The personal savings rate in Asian countries is often much higher than in Europe or the U.S. For instance, the personal savings rate in the U.S. is around 5%, while the same rate in China is around 30%. What impact will this have on the growth of capital stock in the U.S. vs. China?

In the above question, suppose that savers in China decide to put a significant portion of their savings into financial instruments in the U.S. For example, suppose they decide to buy U.S. government bonds and the bonds of U.S. companies in order to invest their savings. How would that affect the growth of capital stock in the U.S. relative to China?

Solutions

Expert Solution

The growth of capital stock will happen at a much lower rate in USA than in China. This is because of the fact that China has a much higher savings rate of 30% than USA’s rate of just 5%. Higher amount of savings in China will allow higher level of investments in China and hence the amount of capital being accumulated will be happen at a higher rate in China than in USA. Higher savings rate implies that new investment capital is being created.
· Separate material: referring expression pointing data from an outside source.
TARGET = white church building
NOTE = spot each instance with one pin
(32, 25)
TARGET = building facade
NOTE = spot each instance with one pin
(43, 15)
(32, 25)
Thus we can safely say that new investment capital is being created at a much rapid pace in China than in USA.
In case the savers in China decide to put a significant portion of their savings into financial instruments in the U.S. then the rate of growth of capital stock in USA will increase. This will happen because U.S. will now receive savings from China which can be used by U.S. as investment capital. Also as a chunk of Chinese savings migrate to U.S. the level of investment capital in China will fall. The financial and economic rule is that capital determines output and output determines capital accumulation. Thus capital accumulation will increase in USA and decline in China as a result of more Chinese investing their savings in U.S. government bonds and the bonds of U.S. companies.